Air embolism (AE) is a potential complication during transthoracic needle biopsy (TNB). The authors report on venous and systemic AE during CT-guided TNB under general anaesthesia. During the intervention, the radiologist observed accumulation of air bubbles in the left heart chambers, in the right subclavian vein, the superior vena cava and the right atrium. This was presumably due to pressure infusion of contrast medium (CM) air entrained via a stop-cock improperly fixed to the venous cannula or via the injection valve of the cannula by Venturi forces. Prevention of AE related to CM infusion is a subject for institutional risk management. Stop-cocks and injection valves should not be used in intravenous lines supplied by pressure infusions. Adverse outcome may be avoided by placing the patient head down, increasing FiO(2) to 1.0, administering antithrombotic therapy and immobilizing the patient on the intervention table until CT has proved complete remission of AE.
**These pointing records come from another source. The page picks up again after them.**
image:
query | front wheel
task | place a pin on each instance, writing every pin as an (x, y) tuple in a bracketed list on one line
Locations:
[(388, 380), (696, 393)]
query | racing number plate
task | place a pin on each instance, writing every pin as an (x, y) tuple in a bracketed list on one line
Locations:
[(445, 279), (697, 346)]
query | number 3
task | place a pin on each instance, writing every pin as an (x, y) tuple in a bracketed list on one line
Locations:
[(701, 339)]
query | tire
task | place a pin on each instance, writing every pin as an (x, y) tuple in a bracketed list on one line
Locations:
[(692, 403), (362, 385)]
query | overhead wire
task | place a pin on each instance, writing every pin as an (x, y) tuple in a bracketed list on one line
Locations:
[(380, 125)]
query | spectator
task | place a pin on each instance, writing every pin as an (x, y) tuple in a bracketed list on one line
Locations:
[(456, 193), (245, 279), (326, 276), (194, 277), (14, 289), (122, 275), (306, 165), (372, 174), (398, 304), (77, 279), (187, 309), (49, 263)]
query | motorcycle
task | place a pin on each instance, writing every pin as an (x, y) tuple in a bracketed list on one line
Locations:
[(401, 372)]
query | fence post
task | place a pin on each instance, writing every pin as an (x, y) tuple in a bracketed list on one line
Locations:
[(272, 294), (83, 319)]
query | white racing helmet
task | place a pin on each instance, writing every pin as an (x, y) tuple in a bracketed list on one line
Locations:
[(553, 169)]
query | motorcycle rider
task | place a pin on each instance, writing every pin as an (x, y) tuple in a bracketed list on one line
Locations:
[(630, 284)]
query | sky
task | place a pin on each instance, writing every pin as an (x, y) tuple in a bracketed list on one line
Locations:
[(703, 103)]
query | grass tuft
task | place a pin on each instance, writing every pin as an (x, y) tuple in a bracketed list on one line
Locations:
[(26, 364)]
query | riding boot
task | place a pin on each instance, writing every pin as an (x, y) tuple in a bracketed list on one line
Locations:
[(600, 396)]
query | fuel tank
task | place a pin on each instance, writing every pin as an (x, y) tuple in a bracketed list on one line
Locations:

空气栓塞(AE)是经胸针吸活检(TNB)过程中的一种潜在并发症。作者报告了全身麻醉下CT引导TNB期间发生的静脉和全身性AE。在干预过程中,放射科医生观察到左心腔、右锁骨下静脉、上腔静脉和右心房中有气泡积聚。这可能是由于通过未正确固定在静脉套管上的旋塞阀或通过套管的注射阀由文丘里力夹带的造影剂(CM)空气压力注入所致。预防与CM输注相关的AE是机构风险管理的一个课题。在压力输注供应的静脉线路中不应使用旋塞阀和注射阀。将患者头低位、将FiO₂提高到1.0、给予抗血栓治疗并将患者固定在干预台上直至CT证实AE完全缓解,可避免不良后果。